The new rules, introduced by amendments to so-called e-Privacy Directive, require user "consent" to the placement of any cookies that are not strictly necessary for the proper functioning of a website or the provision of a service explicitly requested by the user. Many cookies that are an integral and legitimate part of the Internet, including those used in online marketing communications, will be subject to this requirement.

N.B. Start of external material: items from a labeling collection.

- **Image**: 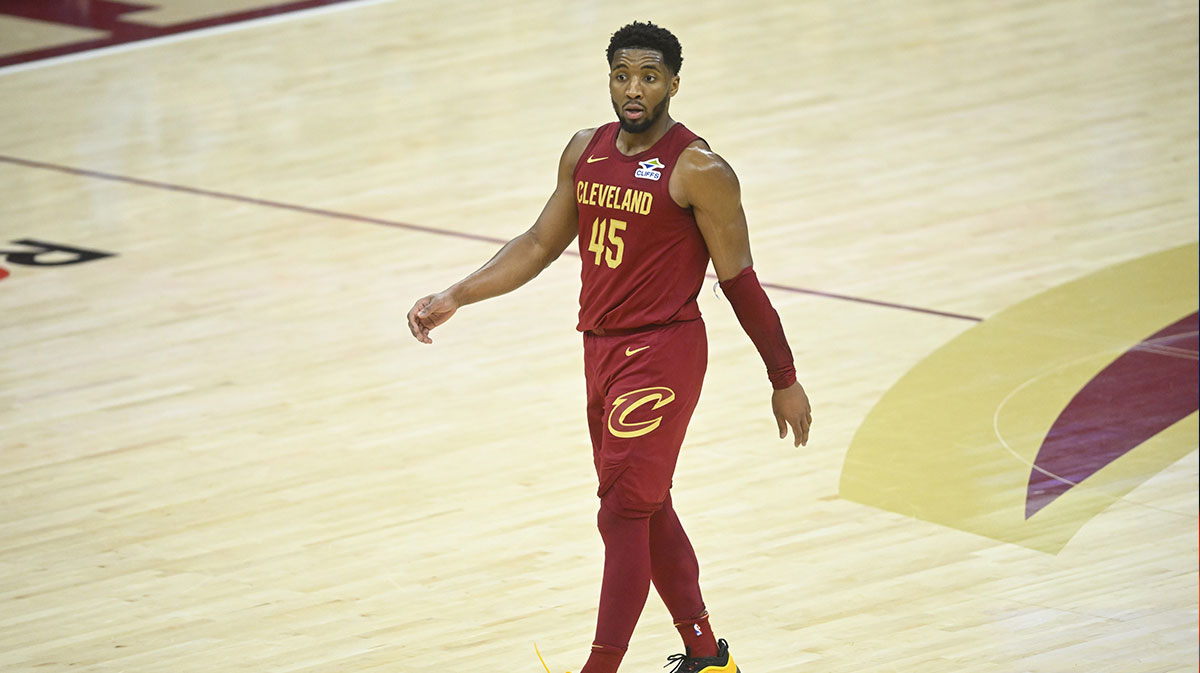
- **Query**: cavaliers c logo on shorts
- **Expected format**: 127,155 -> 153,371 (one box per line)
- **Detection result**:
608,386 -> 674,439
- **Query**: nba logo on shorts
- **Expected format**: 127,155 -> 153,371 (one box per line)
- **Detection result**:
634,157 -> 666,181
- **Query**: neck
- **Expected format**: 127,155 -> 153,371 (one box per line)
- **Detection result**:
617,112 -> 674,156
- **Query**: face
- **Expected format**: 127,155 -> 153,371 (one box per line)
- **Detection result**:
608,49 -> 679,133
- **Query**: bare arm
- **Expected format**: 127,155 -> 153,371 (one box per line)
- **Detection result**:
671,145 -> 812,446
408,130 -> 595,343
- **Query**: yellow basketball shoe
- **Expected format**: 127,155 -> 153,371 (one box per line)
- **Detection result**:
667,638 -> 742,673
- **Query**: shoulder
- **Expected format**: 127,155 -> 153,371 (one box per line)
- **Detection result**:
563,127 -> 599,168
671,139 -> 740,205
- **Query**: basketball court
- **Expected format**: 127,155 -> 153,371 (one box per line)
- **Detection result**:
0,0 -> 1200,673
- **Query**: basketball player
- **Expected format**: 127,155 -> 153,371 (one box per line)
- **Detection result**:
408,22 -> 812,673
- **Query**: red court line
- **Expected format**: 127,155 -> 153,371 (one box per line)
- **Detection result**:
0,155 -> 983,323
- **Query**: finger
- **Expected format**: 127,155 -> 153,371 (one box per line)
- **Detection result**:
408,302 -> 433,343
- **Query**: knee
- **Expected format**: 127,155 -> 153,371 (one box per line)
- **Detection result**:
596,497 -> 653,536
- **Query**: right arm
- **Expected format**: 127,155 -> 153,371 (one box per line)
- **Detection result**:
408,128 -> 595,343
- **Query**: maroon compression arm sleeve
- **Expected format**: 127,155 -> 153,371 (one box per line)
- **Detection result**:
721,266 -> 796,390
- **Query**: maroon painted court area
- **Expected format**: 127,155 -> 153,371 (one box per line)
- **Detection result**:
1025,313 -> 1200,518
0,0 -> 360,67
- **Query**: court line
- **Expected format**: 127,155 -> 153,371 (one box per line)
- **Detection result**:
0,0 -> 394,77
0,155 -> 983,323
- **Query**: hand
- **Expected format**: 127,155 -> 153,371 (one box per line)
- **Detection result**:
408,292 -> 458,343
770,381 -> 812,446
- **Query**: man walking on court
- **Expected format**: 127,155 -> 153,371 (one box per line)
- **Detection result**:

The WFA says that a non-binding preamble to the Directive states that obtaining "consent" should be interpreted as offering users a "right to refuse" cookies, and that this can be expressed using the settings of a browser or similar application. If implemented correctly, the new rules can help strengthen consumer trust in the online marketplace and thereby further solidify the growing importance of the digital economy in Europe.

However the Directive itself leaves room for more restrictive interpretations that could, if followed in some Member States, heavily disrupt users' online experience, reduce consumer trust in the digital marketplace, and create considerable uncertainty for businesses.

WFA calls on the Member States and the European Commission to ensure that the consent requirement for cookies is interpreted in the sensible way set out in the Directive's preamble, for the benefit of consumers, businesses and the wider European economy alike. A user-friendly solution should seek to strengthen consumer information about cookies as well as their right to refuse them if they wish, without unduly disrupting the operation of the internet. This solution should include the use of browser settings where possible and effective.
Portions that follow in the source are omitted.